For Jelly, there can be no “just” transformation of the industry without building up worker representation and union power. While trade union structures are not perfect, they remain the “best route that workers have to kind of build their collective power and to ensure decent working conditions,” she added.

There’s a business case for multinational firms to champion freedom of association in their supply chain, Swan argued, and not least because she thinks that companies need a social as well as economic license to operate.

“If you have workers that are able to speak freely and collectively, they can tell their boss when a factory, a machine or a building does not look safe and know that they’re not going to be persecuted or lose their job,” she said. “They can say, ‘Look, we’re unable to do this work in these conditions, and we need to build a sustainable workforce,’ so when orders come in, a company can adapt and fulfill that order.

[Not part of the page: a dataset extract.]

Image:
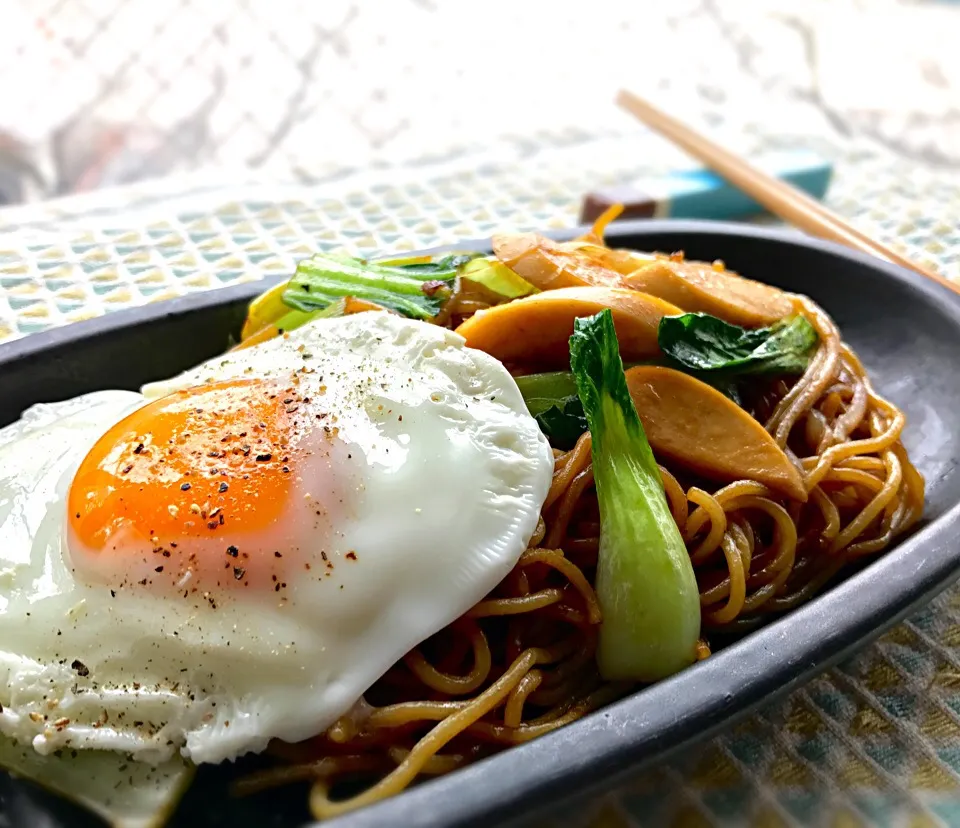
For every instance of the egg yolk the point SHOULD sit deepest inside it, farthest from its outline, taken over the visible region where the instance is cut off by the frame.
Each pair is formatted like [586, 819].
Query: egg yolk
[184, 481]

Workers are more likely to be productive when they’re paid well, they’re healthy and they can afford to eat, and where they are safe and respected.”

This is the unquantifiable aspect of freedom of association, which is the “bricks and mortar of worker well-being,” Swan said.

“That’s what builds a thriving workplace, a happy workplace,” she said. “It allows employers to plan for the future because they don’t have workers that are sick, are struggling to be productive. And they’re not leaving all the time, and that’s great for business. And I think we need to shift to an expectation that a thriving workforce is key to your business case, to your interest as a business, and I don’t think we’re quite there yet.”